Praise without end for the go-ahead zeal
Of whoever it was who invented the wheel!
But never a word for the poor soul's sake
Who thought ahead, and invented the brake.

I've seen a lot of ink spilled (electrons manipulated?) about massless propulsion, and I realize that it could potentially be used to accelerate a ship "in reverse" to act as a brake, but how would its energy consumption stack up against the following idea, assuming the idea could even work?

Given: Some form of drive has been developed that can get a ship up to a significant fraction of c
Given: A power source sufficient for the job and materials that could withstand the rigors of use
Given: Relativity tells us that an object increases in mass geometrically as it approaches c

Hypothesis:
Accelerating matter (solid, liquid, gas, plasma, whatever,) forward in the ship will cause the mass to increase, and provide reaction mass which we can use to slow the ship.
Now, after the matter has reached its peak mass, and we have used it to slow the ship, we vector it back around so that it is now moving toward the rear of the ship. Now we circle it back around and prepare to recycle it.
Situation:
The ship is moving at a leisurely .5c, and we start accelerating the matter to about .49c before it reaches the end of its tube.
We have accelerated it to .99c or thereabouts (objective reference) and it is becoming very massive, and providing a good "space anchor." Or parachute. Pick your metaphor.

The fuzzy bit - The part I haven't had enough time to ponder and figure out:
As it is vectored (vector as in thrust, not as in math,) around 90 or 180 degrees, it will start losing mass, since it is slowing in the objective frame of reference, until it is traveling toward the rear of the ship - slower than the ship, in the objective frame, so it has (slightly) less mass than when it started.
We can assume that the matter is flowing down a tube and then migrating radially (inward or outward, doesn't much matter,) to the return tube, and thus the lateral thrust is evenly balanced. We could even begin slowing it in the lateral section, so that any "thrust" from slowing the matter cancels out and is turned into tension on the materials of the braking device.

The question, then, is how much of the energy contained in the mass will be returned to forward motion of the ship as its path is bent through the 90 or 180 degrees of the brake.
Where would the energy stored in our highly massive matter go as we slow it back to near-rest (objectively?) Could it be captured and used to continue accelerating our reaction matter?

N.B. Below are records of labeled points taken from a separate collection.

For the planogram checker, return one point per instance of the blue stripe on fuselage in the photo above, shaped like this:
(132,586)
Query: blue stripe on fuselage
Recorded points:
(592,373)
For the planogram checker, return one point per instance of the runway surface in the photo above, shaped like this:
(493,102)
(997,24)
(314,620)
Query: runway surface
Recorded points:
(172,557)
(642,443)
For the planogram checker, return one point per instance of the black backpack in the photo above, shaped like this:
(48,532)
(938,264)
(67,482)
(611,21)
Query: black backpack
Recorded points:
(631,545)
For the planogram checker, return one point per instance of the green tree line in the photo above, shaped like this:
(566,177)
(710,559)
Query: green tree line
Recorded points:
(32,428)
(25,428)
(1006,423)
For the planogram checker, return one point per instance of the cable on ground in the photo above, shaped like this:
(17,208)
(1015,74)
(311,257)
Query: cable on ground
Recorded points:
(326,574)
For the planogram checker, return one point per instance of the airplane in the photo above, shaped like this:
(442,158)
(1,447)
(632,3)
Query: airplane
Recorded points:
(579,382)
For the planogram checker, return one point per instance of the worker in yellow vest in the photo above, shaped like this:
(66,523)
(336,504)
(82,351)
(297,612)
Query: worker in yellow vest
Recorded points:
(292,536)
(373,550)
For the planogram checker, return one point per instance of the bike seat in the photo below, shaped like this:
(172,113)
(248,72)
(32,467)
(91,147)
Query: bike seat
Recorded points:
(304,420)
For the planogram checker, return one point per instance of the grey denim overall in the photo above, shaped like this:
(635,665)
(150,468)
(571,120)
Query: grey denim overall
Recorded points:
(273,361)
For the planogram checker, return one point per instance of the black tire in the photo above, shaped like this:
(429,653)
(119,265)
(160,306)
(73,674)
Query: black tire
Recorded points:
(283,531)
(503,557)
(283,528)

Sadly, this brake could most likely not be reversed to produce positive "massless" thrust.

anybody have any thoughts on this idea?

The reason I wonder how it would compare in efficiency is the old conundrum of space travel: Okay, how do we stop, now that we're here? Sure, we could turn the engine around, but what if there were a more efficient way? We don't throw our cars in reverse to stop, once we reach grandma's house. We discard the energy through the brakes. It's more efficient that way.

SSS SCC C SC SSS
Straight, Straight, Straight

Straight, Curve, Curve

Curve

Straight, Curve

Straight Straight, Straight, Straight

ABCDE

No hints. Just OCD

(I know the thread is over a year old. I just got here, though, so it's new to me.)